Denzler’s interest in birds, particularly hawks, eagles, falcons and owls goes
back as far as he can remember. Since
1983, Gary has
trained birds and directed the Great American Wings of Wonder show at the
Cincinnati Zoo & Botanical Garden.
His art career began in 1979, first carving a Peregrine Falcon from a
piece of white pine. In 1988, Gary won Best in Category, Professional Class for
Miniature Birds of Prey at the World Competition at Ocean City, MD. That same year Gary
began a 3-year project sculpting birds for the Ice Age at the Cincinnati Museum
Center. When the Zoological Society of Cincinnati
established a conservation award recognizing individuals who have made an
impact on preserving our natural world, Gary
was selected to design it. He sculpted “Martha” the last passenger pigeon, to
represent this annually presented award.
The list of recipients includes Roger Tory Peterson, Jane Goodall,
Richard Leakey and Ted Turner.
Masterworks for Nature is a group of Cincinnati area artists dedicated to raising awareness and funds for conservation. Originally conceived in 1999 as "Wildlife 2000," the group has expanded and grown into Masterworks for Nature, maintaining the same mission. The current group of twelve members work together to partner with conservation and nature education organizations to hold exhibitions and to raise money through sales and auctions. To date, they have raised over $1.2 million in gross receipts for various conservation organizations in the Cincinnati area.

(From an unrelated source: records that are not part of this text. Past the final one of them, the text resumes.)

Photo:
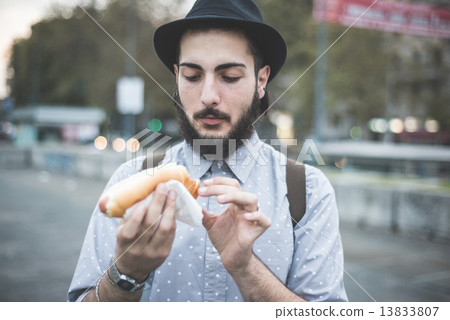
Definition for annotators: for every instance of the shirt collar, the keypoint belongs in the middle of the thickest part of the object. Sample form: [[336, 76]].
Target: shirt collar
[[241, 162]]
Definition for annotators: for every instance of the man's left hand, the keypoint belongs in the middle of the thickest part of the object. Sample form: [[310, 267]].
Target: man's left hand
[[234, 231]]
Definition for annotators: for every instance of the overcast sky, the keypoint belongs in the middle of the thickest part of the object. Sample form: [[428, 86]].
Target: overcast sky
[[16, 18]]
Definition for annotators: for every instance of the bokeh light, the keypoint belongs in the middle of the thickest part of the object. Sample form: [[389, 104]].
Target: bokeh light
[[396, 125], [118, 145], [100, 143]]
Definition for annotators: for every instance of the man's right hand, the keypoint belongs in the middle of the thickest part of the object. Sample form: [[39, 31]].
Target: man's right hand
[[145, 238]]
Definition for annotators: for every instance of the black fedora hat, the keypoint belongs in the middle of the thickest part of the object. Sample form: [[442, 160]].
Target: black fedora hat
[[241, 14]]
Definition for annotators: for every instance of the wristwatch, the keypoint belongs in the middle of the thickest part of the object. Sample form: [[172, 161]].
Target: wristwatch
[[123, 281]]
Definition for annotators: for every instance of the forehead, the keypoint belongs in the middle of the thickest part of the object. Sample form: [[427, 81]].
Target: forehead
[[214, 43]]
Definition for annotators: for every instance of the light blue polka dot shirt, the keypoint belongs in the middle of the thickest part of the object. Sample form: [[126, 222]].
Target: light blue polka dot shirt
[[308, 259]]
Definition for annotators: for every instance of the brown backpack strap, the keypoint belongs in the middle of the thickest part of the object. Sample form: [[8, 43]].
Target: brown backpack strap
[[153, 161], [296, 186]]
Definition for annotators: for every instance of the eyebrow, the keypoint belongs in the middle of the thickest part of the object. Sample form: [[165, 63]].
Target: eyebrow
[[218, 68]]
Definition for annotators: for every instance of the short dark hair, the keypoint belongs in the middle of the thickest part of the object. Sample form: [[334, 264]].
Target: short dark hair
[[255, 51]]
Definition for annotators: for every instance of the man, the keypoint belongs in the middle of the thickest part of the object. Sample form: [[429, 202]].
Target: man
[[223, 56]]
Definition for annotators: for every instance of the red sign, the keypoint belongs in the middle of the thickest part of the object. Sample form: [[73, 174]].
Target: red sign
[[387, 15]]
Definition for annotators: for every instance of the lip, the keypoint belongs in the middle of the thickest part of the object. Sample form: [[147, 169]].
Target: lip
[[212, 120]]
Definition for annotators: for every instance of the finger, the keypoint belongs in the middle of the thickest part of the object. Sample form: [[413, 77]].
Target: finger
[[258, 218], [208, 219], [244, 200], [129, 228], [216, 190], [165, 232], [222, 181], [156, 207]]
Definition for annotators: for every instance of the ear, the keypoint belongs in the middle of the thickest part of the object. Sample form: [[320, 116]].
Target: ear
[[175, 71], [263, 78]]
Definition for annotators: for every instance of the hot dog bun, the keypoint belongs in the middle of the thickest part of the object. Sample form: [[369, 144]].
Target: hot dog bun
[[121, 196]]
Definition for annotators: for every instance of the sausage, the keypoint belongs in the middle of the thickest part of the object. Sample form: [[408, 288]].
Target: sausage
[[124, 194]]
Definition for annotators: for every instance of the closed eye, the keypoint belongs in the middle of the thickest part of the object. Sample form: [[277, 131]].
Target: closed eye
[[192, 78], [230, 79]]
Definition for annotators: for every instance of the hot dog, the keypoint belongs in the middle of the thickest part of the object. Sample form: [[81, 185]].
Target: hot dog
[[121, 196]]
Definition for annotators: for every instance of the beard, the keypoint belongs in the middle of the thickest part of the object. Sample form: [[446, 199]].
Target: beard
[[214, 147]]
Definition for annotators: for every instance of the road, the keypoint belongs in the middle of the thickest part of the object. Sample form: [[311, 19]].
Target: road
[[44, 216]]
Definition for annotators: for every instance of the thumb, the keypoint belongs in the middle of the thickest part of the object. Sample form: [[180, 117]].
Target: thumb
[[208, 219]]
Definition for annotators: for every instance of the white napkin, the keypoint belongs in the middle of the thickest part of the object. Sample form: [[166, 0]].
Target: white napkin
[[187, 209]]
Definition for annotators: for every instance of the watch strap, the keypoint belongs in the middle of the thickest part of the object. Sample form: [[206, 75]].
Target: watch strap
[[123, 281]]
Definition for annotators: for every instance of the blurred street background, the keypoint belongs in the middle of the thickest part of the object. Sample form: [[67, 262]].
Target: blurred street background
[[373, 113]]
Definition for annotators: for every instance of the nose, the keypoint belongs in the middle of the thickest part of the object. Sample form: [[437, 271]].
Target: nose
[[210, 92]]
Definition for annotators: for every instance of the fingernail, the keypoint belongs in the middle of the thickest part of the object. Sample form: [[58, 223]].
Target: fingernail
[[172, 194], [162, 188]]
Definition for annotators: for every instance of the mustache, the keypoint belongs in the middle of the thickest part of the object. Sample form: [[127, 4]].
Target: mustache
[[211, 112]]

The artists include plein air painters, illustrators, sculptors and fine artists, each with a special interests and styles. Many Masterworks for Nature events include “Quick Draw” of “Quick Finish” sessions where the artists work, live in front of the patrons, creating magical works of nature art right in front of people’s eyes. These works are almost always donated at 100% to the host organization and are auctioned off at the events.